An ‘optimism index’ from BDO, which tracks how businesses expect trading to develop over the next two quarters, has today fallen to its lowest level since the deepest part of the recession between November 2008 and July 2009.
A collection of major retailers, including John Lewis, Waitrose and Kingfisher, are all expected to warn of cooling demand in the run-up to Christmas in trading updates this month, as shoppers become wary of public sector cuts and forthcoming VAT hike.
MagnaGlobal’s report notes: "Consumer confidence and credit growth continue to be weak and could restrain growth in GDP and Industrial Production, key inputs to our longer-term forecast models. Monthly advertising revenue growth rates are slowing post-World Cup as we move into months with tougher comparables.
"These headwinds suggest some restraint is warranted in upgraded expectations associated with the advertising economy."

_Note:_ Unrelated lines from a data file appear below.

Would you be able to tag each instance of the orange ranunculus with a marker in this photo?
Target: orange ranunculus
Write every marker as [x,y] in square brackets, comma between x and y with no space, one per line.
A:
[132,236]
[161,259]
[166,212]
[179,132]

The optimistic report acknowledges fears that the General Election and World Cup may have merely concentrated spend into the first half of the year, and admits the fourth quarter will be "critical" to 2010 results.
But television is nonetheless tipped to achieve growth of 12.5% for the year, second only to online search, which is tipped to grow 12.8%.
Radio is expected to partially benefit from some pent-up demand following record declines in 2009, but growth remains modest at +2.9% for 2010.
The outlook is not so good for newspaper and magazine publishers, with advertising revenues expected to continue to drop - albeit at a more modest 1.9% and 2.0% respectively.
By contrast, outdoor is faring better than expected, as significant culls in inventory have contributed to commensurate increases in pricing and revenue, now forecast to rise 7.6% in the year.
However, more moderate growth is anticipated for the media industry as a whole over the next five years, despite the forthcoming 2012 Olympics, with an average of +3.6% gains each year through 2015, revised down from +5.5% tipped in the previous quarter.